Goldman Sachs Sucks

by Olivia Allin
[Reprinted here with permission by the author from the April 28th entry at thefrisky.com. ~Editor]

Shun, Shag or Marry

The Goldman Sachs bosses are in hot water. The Subcommittee on Investigations made sure they were thorough with a nearly 11-hour questioning of them this week, asking whether their firm “made significant bets against the mortgage industry while selling their clients toxic assets.” Basically, while the economy went down the crapper, these guys were raking in dough. While I would love to shun the lot of them, because I am a respectable journalist, it is my job to decide which Goldman Sachs bosses should be shunned, shagged, or married. [Huffington Post, Daily Mail]

SHUN: Lloyd C. Blankfein

Blankfein has been Chairman of the Board and CEO since 2006 and was voted “The Most Outrageous CEO of 2009” by Forbes magazine and alternatively, “2009 Person of the Year,” by the Financial Times, which stated, “His bank has stuck to its strengths, unashamedly taken advantage of the low interest rates and diminished competition resulting from the crisis to make big trading profits.” Yeah, I think it’s that “unashamedly taken advantage of” that people are so riled up about.

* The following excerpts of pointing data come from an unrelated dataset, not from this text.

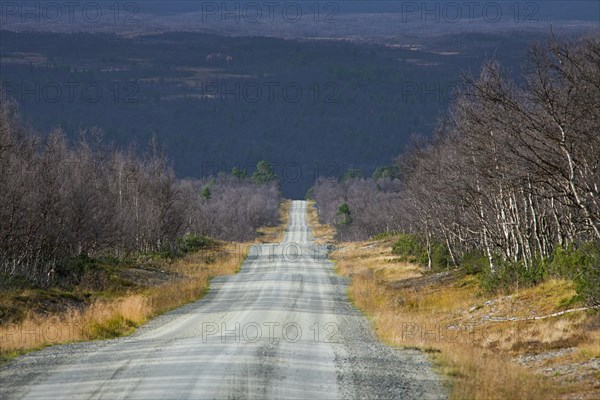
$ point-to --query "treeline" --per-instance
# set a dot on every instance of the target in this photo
(512, 177)
(59, 201)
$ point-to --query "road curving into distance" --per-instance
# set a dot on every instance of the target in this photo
(281, 328)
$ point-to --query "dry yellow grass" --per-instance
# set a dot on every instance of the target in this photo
(107, 318)
(484, 345)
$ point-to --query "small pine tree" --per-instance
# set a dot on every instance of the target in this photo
(344, 215)
(239, 173)
(264, 173)
(206, 194)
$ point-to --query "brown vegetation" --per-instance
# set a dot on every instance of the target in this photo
(489, 347)
(164, 286)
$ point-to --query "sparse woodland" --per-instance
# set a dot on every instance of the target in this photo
(60, 201)
(510, 183)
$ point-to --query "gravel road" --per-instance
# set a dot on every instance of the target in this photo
(281, 328)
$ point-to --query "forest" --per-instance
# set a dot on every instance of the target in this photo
(509, 185)
(317, 106)
(63, 203)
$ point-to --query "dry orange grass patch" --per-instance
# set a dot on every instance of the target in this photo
(113, 317)
(487, 346)
(108, 318)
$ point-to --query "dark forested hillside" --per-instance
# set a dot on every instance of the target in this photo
(313, 108)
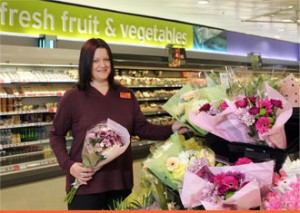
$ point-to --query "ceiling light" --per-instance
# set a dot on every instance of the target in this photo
(287, 20)
(203, 2)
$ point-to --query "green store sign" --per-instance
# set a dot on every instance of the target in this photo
(35, 17)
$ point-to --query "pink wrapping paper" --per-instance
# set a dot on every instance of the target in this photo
(195, 190)
(290, 89)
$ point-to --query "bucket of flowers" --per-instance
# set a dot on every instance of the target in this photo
(103, 142)
(252, 126)
(237, 186)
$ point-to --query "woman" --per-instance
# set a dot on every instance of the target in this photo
(96, 98)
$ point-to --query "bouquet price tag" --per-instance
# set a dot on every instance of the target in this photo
(224, 78)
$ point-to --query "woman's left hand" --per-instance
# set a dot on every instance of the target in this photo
(179, 127)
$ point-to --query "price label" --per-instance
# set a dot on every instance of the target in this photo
(16, 167)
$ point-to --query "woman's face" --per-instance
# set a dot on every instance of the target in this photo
(101, 65)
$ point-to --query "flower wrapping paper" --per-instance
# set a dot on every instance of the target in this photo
(196, 190)
(227, 125)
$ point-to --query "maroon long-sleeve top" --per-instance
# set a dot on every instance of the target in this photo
(78, 111)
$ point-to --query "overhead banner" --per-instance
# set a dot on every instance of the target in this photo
(36, 17)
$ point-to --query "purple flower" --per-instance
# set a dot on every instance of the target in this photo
(253, 110)
(276, 103)
(242, 161)
(223, 105)
(266, 105)
(252, 100)
(231, 182)
(205, 108)
(241, 103)
(262, 125)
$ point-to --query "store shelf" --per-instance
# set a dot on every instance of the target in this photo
(26, 125)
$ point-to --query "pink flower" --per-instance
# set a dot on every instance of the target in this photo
(223, 105)
(262, 125)
(241, 103)
(223, 189)
(276, 103)
(253, 110)
(252, 100)
(265, 106)
(231, 182)
(242, 161)
(218, 178)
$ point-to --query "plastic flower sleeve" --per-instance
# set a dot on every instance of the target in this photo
(201, 191)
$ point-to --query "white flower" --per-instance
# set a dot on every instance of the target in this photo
(291, 168)
(172, 163)
(248, 119)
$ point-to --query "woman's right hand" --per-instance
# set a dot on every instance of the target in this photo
(81, 173)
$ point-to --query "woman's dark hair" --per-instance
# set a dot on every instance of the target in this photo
(86, 63)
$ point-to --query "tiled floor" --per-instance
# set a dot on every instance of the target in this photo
(45, 194)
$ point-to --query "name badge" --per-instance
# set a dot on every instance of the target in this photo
(126, 95)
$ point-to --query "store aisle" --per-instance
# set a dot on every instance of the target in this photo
(45, 194)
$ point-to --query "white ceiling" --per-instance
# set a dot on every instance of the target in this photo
(255, 17)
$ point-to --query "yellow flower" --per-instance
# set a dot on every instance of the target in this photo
(172, 163)
(179, 172)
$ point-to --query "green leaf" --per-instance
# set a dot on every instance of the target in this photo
(228, 194)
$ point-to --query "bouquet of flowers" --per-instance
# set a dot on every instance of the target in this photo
(285, 192)
(103, 143)
(169, 161)
(237, 186)
(189, 98)
(247, 119)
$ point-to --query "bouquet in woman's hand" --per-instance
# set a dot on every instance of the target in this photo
(229, 187)
(249, 119)
(103, 143)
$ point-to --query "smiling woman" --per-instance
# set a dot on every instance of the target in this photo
(97, 97)
(36, 20)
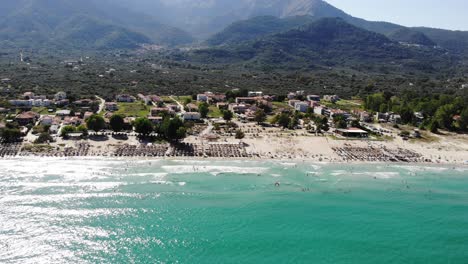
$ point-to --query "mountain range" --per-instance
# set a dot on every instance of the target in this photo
(326, 42)
(83, 24)
(126, 24)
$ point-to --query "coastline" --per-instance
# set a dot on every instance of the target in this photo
(234, 160)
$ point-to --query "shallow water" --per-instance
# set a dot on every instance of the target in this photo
(115, 211)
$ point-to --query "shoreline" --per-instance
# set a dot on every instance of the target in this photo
(216, 159)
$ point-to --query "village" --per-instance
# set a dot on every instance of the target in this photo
(238, 124)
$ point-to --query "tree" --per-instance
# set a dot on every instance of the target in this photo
(239, 134)
(173, 129)
(10, 135)
(117, 123)
(181, 133)
(203, 108)
(96, 123)
(44, 138)
(284, 120)
(143, 126)
(83, 129)
(340, 121)
(434, 126)
(227, 115)
(67, 130)
(260, 116)
(444, 116)
(463, 123)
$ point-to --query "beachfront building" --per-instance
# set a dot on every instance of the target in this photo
(63, 113)
(238, 108)
(331, 98)
(125, 98)
(111, 106)
(313, 98)
(27, 118)
(173, 107)
(145, 99)
(62, 103)
(222, 106)
(156, 120)
(21, 103)
(87, 115)
(352, 132)
(202, 98)
(255, 94)
(47, 120)
(60, 96)
(301, 107)
(157, 111)
(28, 95)
(191, 107)
(191, 116)
(293, 102)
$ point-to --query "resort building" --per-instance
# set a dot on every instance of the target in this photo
(313, 98)
(63, 113)
(111, 106)
(255, 94)
(331, 98)
(26, 118)
(202, 98)
(352, 132)
(246, 100)
(156, 111)
(238, 108)
(191, 116)
(301, 107)
(60, 96)
(125, 98)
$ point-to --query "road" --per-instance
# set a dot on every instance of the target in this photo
(101, 105)
(182, 110)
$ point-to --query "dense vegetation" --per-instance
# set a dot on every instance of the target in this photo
(84, 24)
(439, 110)
(328, 42)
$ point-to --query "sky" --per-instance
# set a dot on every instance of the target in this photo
(446, 14)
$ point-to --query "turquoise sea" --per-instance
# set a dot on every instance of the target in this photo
(116, 211)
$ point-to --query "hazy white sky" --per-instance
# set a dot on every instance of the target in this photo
(447, 14)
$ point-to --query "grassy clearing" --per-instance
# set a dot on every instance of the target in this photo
(41, 110)
(215, 112)
(137, 109)
(426, 137)
(167, 99)
(346, 105)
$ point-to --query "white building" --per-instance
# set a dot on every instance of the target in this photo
(125, 98)
(301, 107)
(192, 116)
(60, 96)
(255, 94)
(202, 98)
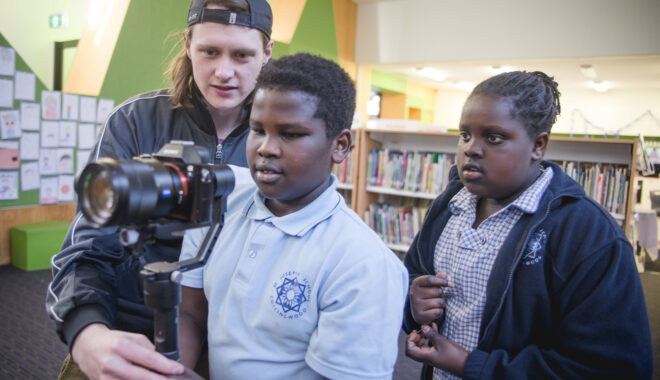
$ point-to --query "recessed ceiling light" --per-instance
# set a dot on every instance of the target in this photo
(464, 86)
(498, 69)
(599, 85)
(430, 73)
(588, 71)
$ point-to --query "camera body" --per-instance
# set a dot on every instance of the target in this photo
(173, 185)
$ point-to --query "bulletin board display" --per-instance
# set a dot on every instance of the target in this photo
(46, 136)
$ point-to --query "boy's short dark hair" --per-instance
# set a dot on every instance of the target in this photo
(534, 97)
(319, 77)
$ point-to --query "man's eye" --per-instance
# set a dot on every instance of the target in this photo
(291, 136)
(495, 139)
(464, 136)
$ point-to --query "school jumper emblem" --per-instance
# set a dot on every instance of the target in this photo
(291, 294)
(535, 248)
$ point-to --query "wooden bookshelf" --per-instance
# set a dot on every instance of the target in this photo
(592, 151)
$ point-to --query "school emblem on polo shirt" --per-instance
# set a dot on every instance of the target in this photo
(290, 295)
(535, 248)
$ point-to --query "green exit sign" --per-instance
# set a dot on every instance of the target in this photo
(58, 20)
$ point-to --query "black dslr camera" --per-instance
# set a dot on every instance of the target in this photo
(174, 184)
(169, 191)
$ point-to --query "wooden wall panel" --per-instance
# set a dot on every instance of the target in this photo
(13, 216)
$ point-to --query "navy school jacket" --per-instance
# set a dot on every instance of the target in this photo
(564, 298)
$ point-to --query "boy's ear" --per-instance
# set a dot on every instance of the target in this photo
(540, 144)
(341, 146)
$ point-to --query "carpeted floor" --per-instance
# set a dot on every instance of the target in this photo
(29, 348)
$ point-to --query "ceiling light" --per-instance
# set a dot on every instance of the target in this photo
(588, 71)
(497, 69)
(430, 73)
(464, 86)
(599, 85)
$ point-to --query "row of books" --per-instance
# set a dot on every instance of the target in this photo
(397, 224)
(344, 170)
(409, 170)
(607, 184)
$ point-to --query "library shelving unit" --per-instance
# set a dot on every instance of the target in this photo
(395, 209)
(397, 184)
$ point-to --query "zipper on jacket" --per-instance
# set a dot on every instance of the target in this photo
(218, 152)
(511, 270)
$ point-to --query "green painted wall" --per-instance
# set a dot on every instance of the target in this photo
(144, 48)
(30, 197)
(388, 82)
(315, 32)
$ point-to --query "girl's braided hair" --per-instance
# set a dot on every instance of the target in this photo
(534, 97)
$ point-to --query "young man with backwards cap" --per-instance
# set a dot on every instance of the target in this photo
(95, 298)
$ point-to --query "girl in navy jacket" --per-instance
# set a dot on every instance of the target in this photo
(516, 273)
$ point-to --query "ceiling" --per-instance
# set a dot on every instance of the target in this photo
(622, 72)
(630, 72)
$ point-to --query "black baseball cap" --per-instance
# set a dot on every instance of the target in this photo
(259, 17)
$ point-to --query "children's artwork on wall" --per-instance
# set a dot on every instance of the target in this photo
(104, 109)
(6, 93)
(30, 117)
(67, 134)
(9, 155)
(50, 105)
(81, 160)
(24, 85)
(50, 133)
(48, 161)
(10, 124)
(65, 161)
(29, 176)
(87, 109)
(46, 137)
(86, 135)
(48, 190)
(65, 193)
(9, 185)
(7, 60)
(29, 146)
(70, 106)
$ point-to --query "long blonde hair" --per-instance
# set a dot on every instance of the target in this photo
(180, 68)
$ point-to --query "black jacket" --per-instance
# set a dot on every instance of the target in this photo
(564, 299)
(94, 278)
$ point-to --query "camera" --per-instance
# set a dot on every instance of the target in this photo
(173, 185)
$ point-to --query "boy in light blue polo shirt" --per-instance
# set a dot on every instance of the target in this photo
(297, 287)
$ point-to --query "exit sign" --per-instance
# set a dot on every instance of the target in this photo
(58, 20)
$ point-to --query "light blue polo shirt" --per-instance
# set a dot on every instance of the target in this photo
(314, 293)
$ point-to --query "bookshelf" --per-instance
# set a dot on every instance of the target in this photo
(396, 209)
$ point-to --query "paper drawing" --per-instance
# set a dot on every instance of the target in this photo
(70, 106)
(30, 116)
(50, 105)
(8, 185)
(29, 176)
(24, 85)
(10, 124)
(87, 109)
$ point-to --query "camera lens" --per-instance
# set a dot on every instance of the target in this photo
(127, 192)
(99, 195)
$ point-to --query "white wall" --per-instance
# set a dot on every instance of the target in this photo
(609, 111)
(440, 30)
(25, 25)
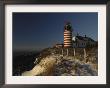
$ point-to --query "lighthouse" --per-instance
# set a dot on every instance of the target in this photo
(67, 35)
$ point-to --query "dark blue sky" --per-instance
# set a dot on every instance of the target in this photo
(34, 31)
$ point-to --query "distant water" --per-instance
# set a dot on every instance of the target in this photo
(23, 61)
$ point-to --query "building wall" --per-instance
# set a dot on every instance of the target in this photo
(67, 38)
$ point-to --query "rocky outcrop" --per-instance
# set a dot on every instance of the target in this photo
(45, 67)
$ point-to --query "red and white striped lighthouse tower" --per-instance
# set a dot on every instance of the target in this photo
(68, 35)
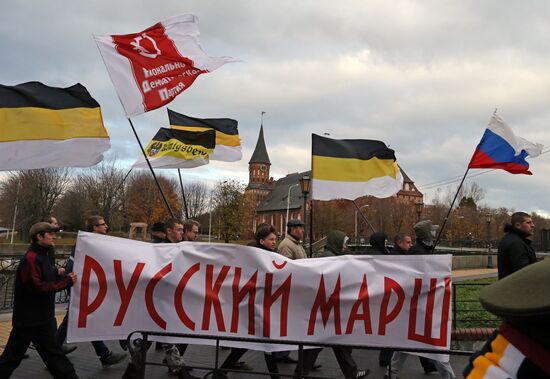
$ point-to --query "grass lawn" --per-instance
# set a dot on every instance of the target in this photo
(469, 312)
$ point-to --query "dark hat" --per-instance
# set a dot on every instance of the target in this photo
(523, 295)
(43, 227)
(423, 230)
(158, 227)
(294, 222)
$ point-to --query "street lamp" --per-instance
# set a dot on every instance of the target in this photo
(488, 219)
(288, 204)
(305, 183)
(419, 206)
(356, 234)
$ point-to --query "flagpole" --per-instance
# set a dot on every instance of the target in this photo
(183, 196)
(123, 180)
(151, 168)
(364, 217)
(450, 209)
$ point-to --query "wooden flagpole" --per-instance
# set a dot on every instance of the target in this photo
(183, 196)
(151, 168)
(450, 209)
(364, 217)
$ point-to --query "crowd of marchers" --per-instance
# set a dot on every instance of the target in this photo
(525, 325)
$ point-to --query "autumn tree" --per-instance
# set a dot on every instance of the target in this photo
(34, 193)
(144, 202)
(228, 201)
(197, 198)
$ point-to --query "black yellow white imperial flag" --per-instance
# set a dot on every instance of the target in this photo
(42, 126)
(228, 142)
(351, 168)
(172, 148)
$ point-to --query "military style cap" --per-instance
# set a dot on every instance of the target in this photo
(43, 227)
(523, 295)
(423, 230)
(294, 222)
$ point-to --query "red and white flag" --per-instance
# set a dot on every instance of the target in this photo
(150, 68)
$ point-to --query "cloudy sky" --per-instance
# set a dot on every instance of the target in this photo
(422, 76)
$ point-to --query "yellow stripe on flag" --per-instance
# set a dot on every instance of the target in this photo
(352, 170)
(221, 138)
(29, 123)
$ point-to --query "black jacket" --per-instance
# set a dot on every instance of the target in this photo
(36, 283)
(514, 252)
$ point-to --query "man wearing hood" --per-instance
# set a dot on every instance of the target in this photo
(520, 348)
(425, 236)
(515, 250)
(378, 242)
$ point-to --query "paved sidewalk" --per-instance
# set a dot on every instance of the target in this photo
(88, 365)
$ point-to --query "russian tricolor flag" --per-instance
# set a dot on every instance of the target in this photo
(501, 148)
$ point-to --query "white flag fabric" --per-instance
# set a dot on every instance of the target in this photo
(150, 68)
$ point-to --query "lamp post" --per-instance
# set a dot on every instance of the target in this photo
(356, 223)
(288, 203)
(488, 219)
(419, 206)
(305, 183)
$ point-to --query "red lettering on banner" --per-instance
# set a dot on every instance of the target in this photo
(428, 321)
(269, 298)
(178, 296)
(362, 301)
(390, 286)
(85, 309)
(326, 307)
(238, 295)
(125, 292)
(149, 304)
(212, 298)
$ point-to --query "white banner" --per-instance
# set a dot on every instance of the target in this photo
(233, 290)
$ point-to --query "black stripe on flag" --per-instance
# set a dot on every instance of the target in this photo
(224, 125)
(350, 148)
(206, 138)
(38, 95)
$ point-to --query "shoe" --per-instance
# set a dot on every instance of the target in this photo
(68, 349)
(112, 359)
(287, 359)
(241, 365)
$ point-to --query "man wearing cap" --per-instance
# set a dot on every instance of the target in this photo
(94, 224)
(291, 246)
(425, 236)
(515, 250)
(190, 230)
(520, 348)
(36, 282)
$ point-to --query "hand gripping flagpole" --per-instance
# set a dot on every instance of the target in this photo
(450, 209)
(151, 168)
(364, 217)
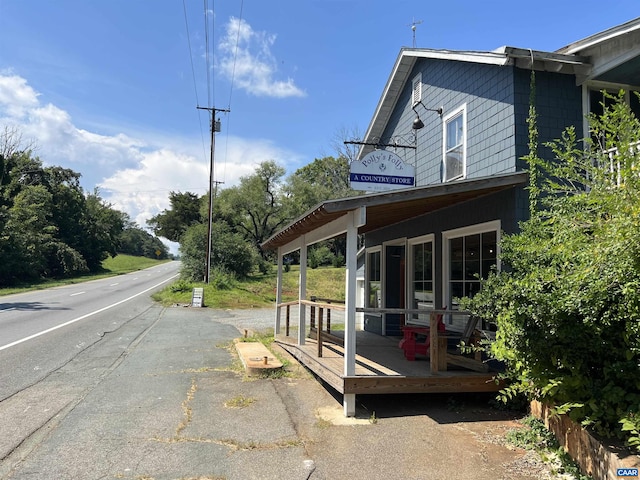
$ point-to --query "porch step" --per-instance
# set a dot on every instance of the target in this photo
(256, 358)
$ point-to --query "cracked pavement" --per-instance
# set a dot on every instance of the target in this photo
(155, 401)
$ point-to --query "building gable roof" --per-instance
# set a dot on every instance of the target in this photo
(408, 57)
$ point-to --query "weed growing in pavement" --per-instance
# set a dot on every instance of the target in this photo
(239, 401)
(373, 419)
(535, 436)
(323, 423)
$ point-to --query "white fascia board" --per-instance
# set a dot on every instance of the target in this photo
(601, 37)
(488, 58)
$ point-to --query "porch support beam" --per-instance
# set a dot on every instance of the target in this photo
(302, 292)
(356, 218)
(276, 325)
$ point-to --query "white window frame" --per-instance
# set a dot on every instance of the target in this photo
(367, 267)
(462, 110)
(492, 226)
(416, 89)
(410, 271)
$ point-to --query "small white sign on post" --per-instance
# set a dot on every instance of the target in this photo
(197, 297)
(380, 171)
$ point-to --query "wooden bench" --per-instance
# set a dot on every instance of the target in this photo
(416, 339)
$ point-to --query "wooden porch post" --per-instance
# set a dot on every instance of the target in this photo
(276, 326)
(302, 291)
(356, 219)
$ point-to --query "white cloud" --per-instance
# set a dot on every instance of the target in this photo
(16, 96)
(134, 175)
(245, 57)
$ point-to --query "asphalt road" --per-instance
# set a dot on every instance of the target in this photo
(42, 330)
(153, 393)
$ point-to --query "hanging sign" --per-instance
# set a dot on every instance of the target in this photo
(380, 171)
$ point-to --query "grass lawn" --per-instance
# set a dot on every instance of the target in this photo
(259, 291)
(110, 267)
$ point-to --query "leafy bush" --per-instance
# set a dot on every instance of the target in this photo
(568, 304)
(221, 279)
(229, 252)
(181, 286)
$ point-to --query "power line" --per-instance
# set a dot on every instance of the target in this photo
(193, 71)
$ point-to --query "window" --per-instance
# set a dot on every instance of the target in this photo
(421, 271)
(470, 255)
(455, 137)
(417, 89)
(374, 299)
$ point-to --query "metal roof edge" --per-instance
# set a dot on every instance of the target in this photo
(600, 37)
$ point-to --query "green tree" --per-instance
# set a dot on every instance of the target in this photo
(256, 208)
(173, 222)
(102, 227)
(136, 241)
(324, 179)
(230, 252)
(567, 302)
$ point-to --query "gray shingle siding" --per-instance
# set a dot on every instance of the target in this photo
(558, 105)
(497, 104)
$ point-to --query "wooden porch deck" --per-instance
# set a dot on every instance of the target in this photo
(381, 368)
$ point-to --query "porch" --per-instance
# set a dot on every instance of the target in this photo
(381, 366)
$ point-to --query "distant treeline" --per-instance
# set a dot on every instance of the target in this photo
(51, 228)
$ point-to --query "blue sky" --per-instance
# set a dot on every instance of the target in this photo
(110, 88)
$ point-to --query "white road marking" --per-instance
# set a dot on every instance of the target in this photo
(35, 335)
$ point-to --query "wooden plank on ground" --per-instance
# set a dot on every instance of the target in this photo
(439, 384)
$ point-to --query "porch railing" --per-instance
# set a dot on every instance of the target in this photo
(438, 357)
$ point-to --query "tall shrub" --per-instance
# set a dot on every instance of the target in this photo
(567, 302)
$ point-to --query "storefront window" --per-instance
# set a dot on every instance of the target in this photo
(422, 281)
(374, 299)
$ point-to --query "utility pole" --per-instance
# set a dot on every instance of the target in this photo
(215, 127)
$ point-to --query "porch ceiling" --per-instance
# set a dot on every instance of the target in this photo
(385, 209)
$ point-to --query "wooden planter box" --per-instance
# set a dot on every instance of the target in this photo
(594, 458)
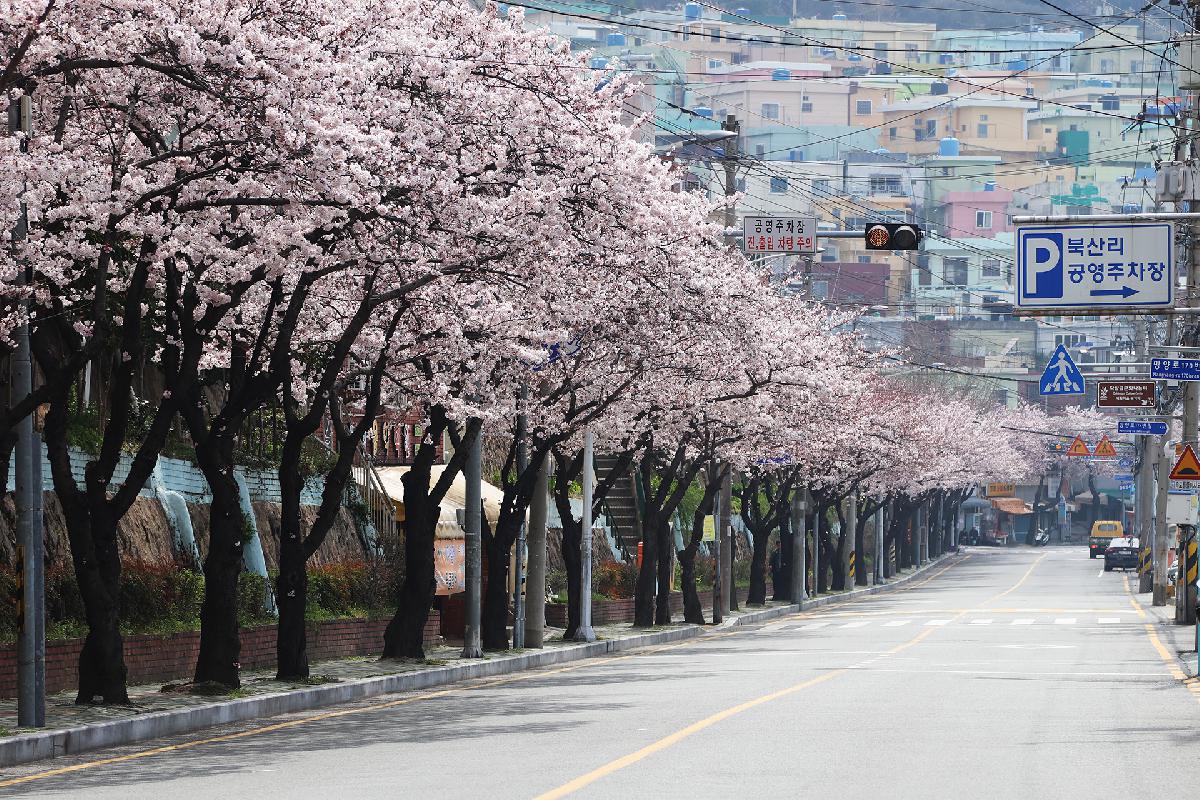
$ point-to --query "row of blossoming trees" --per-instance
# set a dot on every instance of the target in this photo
(274, 200)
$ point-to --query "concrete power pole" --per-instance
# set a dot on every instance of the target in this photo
(585, 632)
(1145, 486)
(535, 594)
(472, 643)
(31, 633)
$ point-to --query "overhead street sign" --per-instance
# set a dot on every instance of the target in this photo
(1119, 265)
(1175, 368)
(1125, 394)
(1187, 468)
(1104, 449)
(1139, 428)
(779, 234)
(1062, 377)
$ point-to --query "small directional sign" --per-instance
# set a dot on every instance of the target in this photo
(1139, 428)
(1175, 368)
(1125, 394)
(1187, 468)
(1061, 376)
(1095, 265)
(1104, 449)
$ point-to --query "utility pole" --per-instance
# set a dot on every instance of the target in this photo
(585, 632)
(799, 547)
(519, 578)
(1145, 485)
(31, 635)
(472, 645)
(535, 582)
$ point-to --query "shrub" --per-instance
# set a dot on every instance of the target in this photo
(615, 579)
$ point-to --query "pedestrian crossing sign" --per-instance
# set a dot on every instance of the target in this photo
(1104, 447)
(1187, 468)
(1079, 447)
(1061, 376)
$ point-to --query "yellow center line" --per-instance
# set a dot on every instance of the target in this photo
(403, 701)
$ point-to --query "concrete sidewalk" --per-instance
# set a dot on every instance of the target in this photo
(155, 713)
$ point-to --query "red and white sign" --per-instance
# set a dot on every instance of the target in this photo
(779, 234)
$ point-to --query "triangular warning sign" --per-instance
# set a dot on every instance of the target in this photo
(1079, 447)
(1104, 447)
(1187, 468)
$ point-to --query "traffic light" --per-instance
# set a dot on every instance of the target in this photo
(893, 235)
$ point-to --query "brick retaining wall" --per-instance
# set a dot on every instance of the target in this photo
(154, 659)
(609, 612)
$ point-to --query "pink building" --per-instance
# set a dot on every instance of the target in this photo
(976, 215)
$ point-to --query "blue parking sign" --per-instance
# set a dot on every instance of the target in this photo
(1125, 265)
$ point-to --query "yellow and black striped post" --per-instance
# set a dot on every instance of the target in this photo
(1189, 577)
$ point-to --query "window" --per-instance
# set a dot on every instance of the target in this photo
(954, 271)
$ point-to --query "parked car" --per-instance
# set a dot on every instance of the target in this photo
(1121, 554)
(1103, 533)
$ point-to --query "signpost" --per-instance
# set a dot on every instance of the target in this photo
(1113, 265)
(1125, 394)
(1175, 368)
(1061, 376)
(779, 234)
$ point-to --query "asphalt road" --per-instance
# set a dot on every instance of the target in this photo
(1009, 674)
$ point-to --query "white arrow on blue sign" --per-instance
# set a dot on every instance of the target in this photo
(1139, 428)
(1062, 377)
(1095, 265)
(1175, 368)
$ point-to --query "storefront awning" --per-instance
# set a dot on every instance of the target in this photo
(1015, 506)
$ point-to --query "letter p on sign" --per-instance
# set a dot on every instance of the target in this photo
(1043, 265)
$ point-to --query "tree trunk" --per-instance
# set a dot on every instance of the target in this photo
(665, 573)
(220, 644)
(405, 636)
(645, 591)
(693, 609)
(495, 621)
(757, 593)
(292, 585)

He once joked that he was “doing God’s work” and unapologetically said that Goldman Sachs probably would have survived without the government bail-out. He is also one of the highest paid executives ever. He does get points for being involved in charities. But he loses points for looking a lot like Verne “Mini-Me” Troyer. And he has this really crazed look in his eyes. [Financial Times]

SHAG: Gary D. Cohn

Cohn is the Chairman, Chief Executive Officer and Director at Goldman Sachs. He makes nearly as much as Blankfein but isn’t such a loon. Cohn and his wife grew up together in Ohio and have three kids, which proves he’s not a psychopath. Maybe. Plus, they work together with several child psychiatry charities. Cohn’s not particularly shag-able, and the severe line across his forehead is super distracting, but after seeing stills from Verne Troyer’s porn, there’s no way we’re letting Blankfein into bed. Cohn was also the only man in the top three that went to American University instead of Harvard, which might mean he won’t rub that in your face when you mention your alma mater and maybe he couldn’t rely on his school’s reputation and connections and had to work a little harder. Either way, he was just the second least awful choice.

MARRY: David A. Viniar

Executive VP Viniar has been with the company since 1999 and is also head of the Operations, Technology, Finance, and Services Division … which seems like a lot. I can maybe look past the fact that one of his emails from 2006 said, “On everything else my basic message was let’s be aggressive distributing things because there will be very good opportunities as the markets goes [sic] into what is likely to be even greater distress and we want to be in position to take advantage of them.” Maybe because I feel like the fact that Viniar’s worth is almost half that (at an estimated $35 million) of Blankfein and Cohn, he’s got to be less at fault for the financial crisis. Plus, I’m really shallow and appreciate the fact that Viniar has a full head of hair and full lips. He also has a really soothing voice and when he’s talking in financial jargon, I can fall asleep in two minutes flat. Which is really all I can ask for in a husband.